She is frowning at me. She is thinking. ‘I said you were a clever one. My nephew says it too.’

‘That I am clever?’

‘Indeed.’ I grin. Matron cannot help herself and she smiles also. Yet she stifles it. ‘But there is nothing to be done about it, child. The founder is resolute on the matter. Orphans are not to learn to write. And the idea of a girl receiving an education would never be borne. He has three daughters himself and no sons and has given them all the same sage advice in order to secure matrimony, namely, that they should hide any vestige of a lively mind if they are to catch a husband. Wives who are cleverer than their husbands are unnecessary, as are clever servants likewise. Thinking never cleaned a floor. Better put it out of mind.’

But I do not put it out of mind, as I cannot. The following morning I hide a reading primer from the schoolroom inside my jacket. I carry it round all day – its weight a delicious secret against my heart – and hide it beneath my bedclothes that night. I wait in bed while the other girls whisper, then, one by one, their whispers cease and they all breathe heavy. I get up and creep across the room; the floorboards creak but everyone is too spent to waken. I fetch the candlestick from the stool and use the fire’s embers to light the wick. I make my way downstairs and along the hallway to the grand door and listen carefully. No sound emits, thus I deduce it is empty. I turn the handle to the court room and enter.

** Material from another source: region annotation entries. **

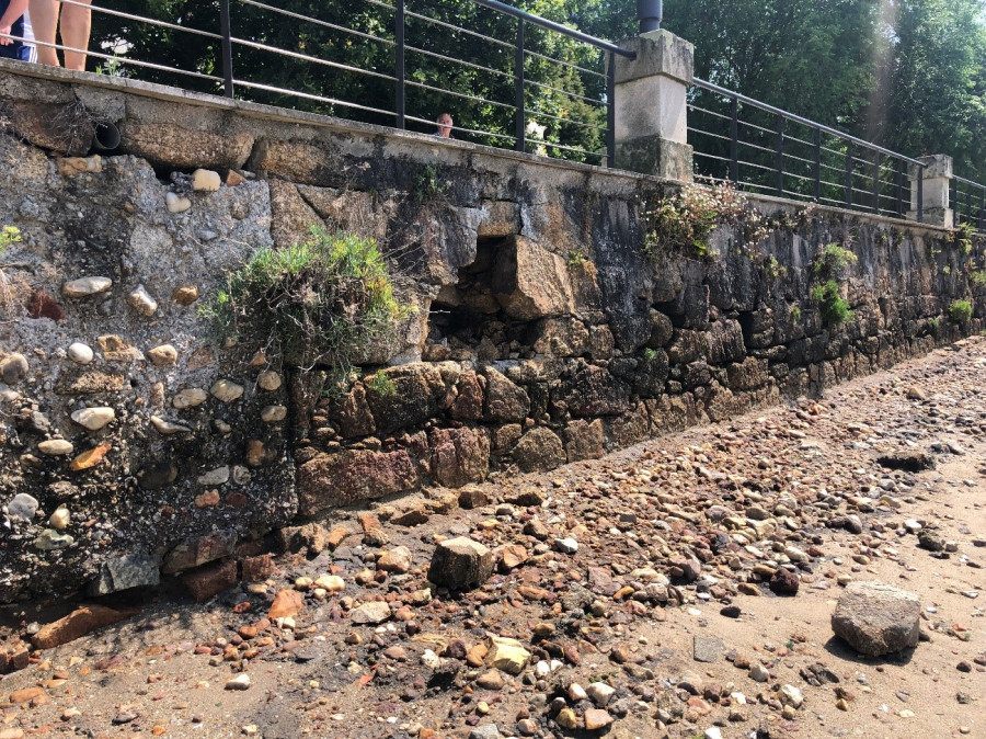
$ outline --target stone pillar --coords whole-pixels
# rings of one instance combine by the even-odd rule
[[[686,93],[695,47],[668,31],[620,43],[635,59],[616,57],[616,167],[691,182]]]
[[[952,158],[943,154],[932,154],[930,157],[918,157],[918,161],[926,164],[924,168],[909,164],[907,179],[910,180],[910,211],[907,218],[917,220],[917,185],[921,178],[921,221],[929,226],[942,226],[953,228],[953,212],[949,207],[949,181],[952,179]]]

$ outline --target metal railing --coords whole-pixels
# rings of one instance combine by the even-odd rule
[[[611,166],[614,57],[632,53],[498,0],[328,2],[319,18],[301,4],[153,18],[160,3],[98,0],[88,54],[103,73],[401,129],[448,112],[457,138]]]
[[[695,79],[688,140],[697,174],[792,200],[903,218],[910,209],[908,166],[917,159]],[[924,220],[921,178],[916,218]]]
[[[953,174],[949,182],[949,207],[956,226],[972,224],[977,231],[986,231],[986,186]]]

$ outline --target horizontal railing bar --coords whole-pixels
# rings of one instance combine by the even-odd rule
[[[301,15],[300,13],[295,13],[289,10],[284,10],[283,8],[275,8],[274,5],[267,5],[263,2],[257,2],[256,0],[233,0],[233,1],[242,3],[244,5],[253,5],[254,8],[260,8],[262,10],[268,10],[273,13],[279,13],[282,15],[287,15],[288,18],[294,18],[299,21],[308,21],[309,23],[313,23],[314,25],[321,25],[325,29],[332,29],[333,31],[341,31],[343,33],[353,34],[354,36],[359,36],[360,38],[369,38],[370,41],[377,41],[382,44],[387,44],[388,46],[394,45],[394,43],[390,38],[385,38],[383,36],[375,36],[371,33],[356,31],[355,29],[349,29],[348,26],[345,26],[345,25],[336,25],[335,23],[329,23],[328,21],[322,21],[317,18],[311,18],[310,15]]]
[[[560,121],[562,123],[569,124],[570,126],[578,126],[580,128],[592,128],[594,130],[606,130],[606,126],[595,126],[592,123],[580,123],[578,121],[575,121],[574,118],[563,118],[561,116],[552,115],[551,113],[546,113],[544,111],[540,111],[540,110],[527,109],[527,114],[528,114],[528,117],[530,117],[532,115],[537,115],[539,117],[551,118],[552,121]]]
[[[972,180],[966,180],[965,178],[959,177],[958,174],[953,174],[952,177],[953,177],[958,182],[962,182],[962,183],[964,183],[964,184],[972,185],[972,186],[977,187],[977,189],[979,189],[979,190],[986,190],[986,185],[979,184],[978,182],[973,182]]]
[[[489,105],[496,105],[497,107],[504,107],[508,111],[517,110],[514,105],[509,105],[507,103],[500,103],[495,100],[486,100],[485,98],[477,98],[475,95],[467,95],[465,92],[455,92],[452,90],[446,90],[445,88],[436,88],[433,84],[425,84],[424,82],[415,82],[412,80],[404,80],[404,84],[409,88],[421,88],[422,90],[431,90],[432,92],[440,92],[445,95],[452,95],[454,98],[462,98],[463,100],[471,100],[474,103],[486,103]],[[432,122],[434,123],[434,121]]]
[[[404,46],[405,52],[414,52],[415,54],[422,54],[424,56],[434,57],[435,59],[442,59],[443,61],[450,61],[452,64],[461,65],[463,67],[469,67],[470,69],[479,69],[484,72],[493,72],[494,75],[500,75],[501,77],[506,77],[507,79],[514,79],[513,72],[505,72],[501,69],[493,69],[492,67],[483,67],[482,65],[473,64],[471,61],[466,61],[465,59],[454,59],[452,57],[445,56],[443,54],[438,54],[437,52],[429,52],[424,48],[419,48],[417,46]]]
[[[65,1],[68,1],[68,0],[65,0]],[[8,34],[0,34],[0,37],[20,38],[19,36],[10,36]],[[204,72],[187,71],[185,69],[179,69],[177,67],[165,67],[164,65],[157,65],[151,61],[141,61],[140,59],[130,59],[130,58],[121,59],[119,55],[114,56],[112,54],[103,54],[101,52],[92,52],[89,49],[76,48],[73,46],[64,46],[61,44],[48,44],[47,42],[37,41],[36,38],[34,39],[33,43],[35,46],[45,46],[47,48],[54,48],[58,52],[76,52],[77,54],[83,54],[87,56],[95,57],[98,59],[104,59],[106,61],[113,61],[115,59],[117,62],[119,62],[122,65],[126,65],[126,66],[145,67],[147,69],[154,69],[157,71],[162,71],[162,72],[174,72],[175,75],[184,75],[185,77],[195,77],[197,79],[213,80],[215,82],[222,82],[221,77],[215,77],[214,75],[206,75]]]
[[[349,67],[348,65],[339,64],[337,61],[330,61],[329,59],[321,59],[316,56],[310,56],[308,54],[301,54],[300,52],[288,52],[287,49],[277,48],[276,46],[267,46],[266,44],[259,44],[255,41],[246,41],[245,38],[240,38],[239,36],[230,36],[229,38],[232,43],[239,44],[240,46],[246,46],[249,48],[255,48],[261,52],[270,52],[271,54],[277,54],[280,56],[288,56],[294,59],[301,59],[302,61],[312,61],[314,64],[322,65],[323,67],[331,67],[333,69],[342,69],[344,71],[356,72],[357,75],[365,75],[367,77],[375,77],[381,80],[388,80],[393,82],[397,78],[391,75],[383,75],[382,72],[374,72],[368,69],[360,69],[359,67]]]
[[[849,134],[845,134],[836,128],[830,128],[829,126],[823,125],[821,123],[816,123],[814,121],[810,121],[809,118],[803,118],[800,115],[795,115],[793,113],[788,113],[787,111],[782,111],[779,107],[775,107],[773,105],[768,105],[767,103],[761,103],[759,100],[754,100],[753,98],[747,98],[746,95],[740,94],[738,92],[733,92],[732,90],[726,90],[725,88],[721,88],[718,84],[713,84],[712,82],[707,82],[706,80],[701,80],[699,78],[693,78],[692,82],[707,90],[715,92],[718,94],[724,95],[726,98],[735,99],[740,102],[744,102],[747,105],[753,105],[754,107],[759,107],[763,111],[767,111],[768,113],[773,113],[775,115],[781,115],[788,121],[795,121],[802,125],[811,126],[812,128],[817,128],[827,134],[832,134],[833,136],[838,136],[840,139],[846,141],[852,141],[852,144],[857,146],[865,147],[871,151],[880,151],[881,154],[888,155],[891,157],[896,157],[897,159],[903,159],[912,164],[916,164],[920,168],[925,168],[926,164],[918,161],[917,159],[910,159],[909,157],[905,157],[904,155],[897,154],[896,151],[891,151],[890,149],[884,149],[882,146],[876,146],[875,144],[871,144],[869,141],[864,141],[861,138],[857,138],[856,136],[850,136]]]
[[[706,154],[703,151],[696,151],[696,157],[704,157],[706,159],[714,159],[715,161],[730,161],[729,157],[720,157],[714,154]]]
[[[412,121],[414,123],[422,123],[426,126],[435,125],[435,122],[431,121],[429,118],[419,118],[417,116],[414,116],[414,115],[408,115],[405,117],[408,121]],[[454,133],[462,133],[462,134],[479,134],[481,136],[492,136],[494,138],[502,138],[502,139],[508,140],[508,141],[513,141],[515,138],[514,136],[508,136],[506,134],[497,134],[496,132],[485,130],[483,128],[466,128],[462,126],[452,126],[452,132]],[[438,137],[436,136],[435,138],[438,138]],[[457,139],[454,139],[454,140],[457,140]]]
[[[221,80],[220,80],[221,81]],[[336,98],[323,98],[322,95],[317,95],[310,92],[299,92],[298,90],[285,90],[284,88],[275,88],[271,84],[263,84],[261,82],[251,82],[250,80],[241,80],[239,78],[234,79],[233,82],[239,84],[240,87],[251,88],[253,90],[264,90],[266,92],[276,92],[285,95],[294,95],[296,98],[305,98],[306,100],[317,100],[322,103],[329,103],[331,105],[342,105],[344,107],[353,107],[358,111],[367,111],[369,113],[381,113],[383,115],[393,115],[393,111],[382,111],[378,107],[369,107],[367,105],[359,105],[358,103],[349,103],[345,100],[339,100]]]
[[[690,133],[690,134],[698,134],[698,135],[700,135],[700,136],[709,136],[710,138],[718,138],[718,139],[722,140],[722,141],[729,141],[729,140],[732,140],[732,139],[730,139],[729,136],[724,136],[724,135],[722,135],[722,134],[713,134],[713,133],[710,132],[710,130],[699,130],[698,128],[689,128],[689,129],[688,129],[688,133]]]
[[[604,151],[588,151],[586,149],[578,149],[578,148],[572,147],[572,146],[564,146],[563,144],[553,144],[551,141],[540,141],[540,140],[532,139],[532,138],[525,138],[524,143],[525,144],[536,144],[537,146],[543,146],[544,148],[561,149],[563,151],[574,151],[575,154],[584,154],[589,157],[599,157],[599,158],[606,157],[606,154]]]
[[[598,105],[598,106],[600,106],[600,107],[605,107],[605,106],[606,106],[606,103],[604,103],[601,100],[596,100],[596,99],[594,99],[594,98],[586,98],[585,95],[580,95],[578,93],[575,93],[575,92],[569,92],[567,90],[561,90],[561,89],[559,89],[559,88],[553,88],[553,87],[551,87],[550,84],[544,84],[543,82],[538,82],[537,80],[525,80],[525,82],[526,82],[527,84],[534,84],[535,87],[538,87],[538,88],[543,88],[544,90],[551,90],[551,91],[553,91],[553,92],[560,92],[560,93],[563,94],[563,95],[567,95],[569,98],[575,98],[575,99],[581,100],[581,101],[583,101],[583,102],[585,102],[585,103],[588,103],[589,105]]]
[[[732,121],[732,116],[725,115],[723,113],[719,113],[716,111],[710,111],[706,107],[699,107],[693,103],[688,103],[688,110],[698,111],[699,113],[706,113],[707,115],[711,115],[713,118],[720,118],[722,121]]]
[[[66,2],[68,2],[69,4],[72,4],[72,5],[77,4],[77,3],[74,3],[74,2],[69,2],[69,0],[66,0]],[[141,15],[131,15],[130,13],[124,13],[124,12],[121,12],[121,11],[118,11],[118,10],[112,10],[112,9],[110,9],[110,8],[103,8],[102,5],[82,5],[82,4],[79,4],[79,7],[80,7],[80,8],[87,8],[87,7],[88,7],[88,8],[90,8],[91,10],[95,10],[95,11],[99,11],[100,13],[103,13],[104,15],[114,15],[114,16],[116,16],[116,18],[123,18],[123,19],[126,19],[126,20],[128,20],[128,21],[137,21],[137,22],[139,22],[139,23],[147,23],[148,25],[157,25],[157,26],[159,26],[159,27],[161,27],[161,29],[169,29],[170,31],[184,31],[184,32],[186,32],[186,33],[195,34],[196,36],[205,36],[206,38],[222,38],[222,36],[219,35],[218,33],[211,33],[211,32],[209,32],[209,31],[199,31],[198,29],[193,29],[193,27],[190,27],[190,26],[186,26],[186,25],[177,25],[177,24],[175,24],[175,23],[168,23],[167,21],[159,21],[158,19],[154,19],[154,18],[145,18],[145,16],[141,16]]]
[[[421,13],[415,13],[413,11],[404,11],[405,18],[416,18],[420,21],[426,21],[428,23],[434,23],[437,26],[442,26],[443,29],[448,29],[449,31],[461,31],[467,36],[475,36],[477,38],[481,38],[482,41],[488,41],[491,44],[497,44],[498,46],[504,46],[506,48],[514,48],[514,44],[507,43],[505,41],[501,41],[500,38],[493,38],[492,36],[486,36],[481,33],[477,33],[475,31],[471,31],[469,29],[463,29],[462,26],[455,25],[452,23],[446,23],[445,21],[439,21],[437,18],[432,18],[431,15],[422,15]]]
[[[606,79],[606,75],[604,75],[603,72],[597,72],[595,69],[588,69],[586,67],[580,67],[578,65],[572,64],[571,61],[562,61],[561,59],[555,59],[553,56],[538,54],[537,52],[531,52],[529,49],[524,49],[524,54],[530,57],[537,57],[538,59],[544,59],[544,61],[551,61],[552,64],[557,64],[562,67],[567,67],[569,69],[577,69],[578,71],[585,72],[586,75],[594,75],[595,77]]]
[[[601,48],[606,52],[612,52],[614,54],[618,54],[620,56],[624,56],[628,59],[635,59],[637,55],[633,52],[624,49],[616,44],[611,44],[608,41],[603,41],[601,38],[596,38],[595,36],[589,36],[587,33],[582,33],[581,31],[575,31],[574,29],[570,29],[567,26],[562,25],[561,23],[555,23],[554,21],[549,21],[547,18],[541,18],[539,15],[532,15],[526,11],[518,10],[512,5],[507,5],[506,3],[500,2],[498,0],[472,0],[478,5],[483,5],[485,8],[492,8],[493,10],[500,11],[504,15],[513,15],[514,18],[523,19],[528,23],[532,23],[534,25],[539,25],[542,29],[549,29],[550,31],[555,31],[564,36],[570,36],[577,41],[584,42],[589,46],[595,46],[596,48]]]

There is no one inside, yet the dying fire throws shadows dancing on the walls that make me start. I am watched by the exalted ones from the wall paintings as I go to the side table and remove one quill from the vase, take one of the two inkpots and retrieve sheets of paper from the large table.

For a moment, I consider staying in this room to do my work, but cannot risk the double punishment for not only thievery but also inhabiting Eden when God has banished me from it. I carry my treasures back up the staircase and into the dormitory. There is a table beside the fire where our water jug is stored. I remove it to the floor and set up at the table, using the candle stool to sit on. The stolen book open before me, I dip the stolen quill in the stolen inkpot and try to imitate the shapes I see on the pages. My first attempts at writing are poor, scratchy efforts. The ink splashes and spills and resembles the murder of a pen across the paper. But I persevere and make a passable letter A through to E, after much effort. I look at the quill and think of its life as a feather, which bird dropped it in its moulting – perhaps a goose – and what sights this feather saw on its journeys across the skies, winging past treetops below and clouds above.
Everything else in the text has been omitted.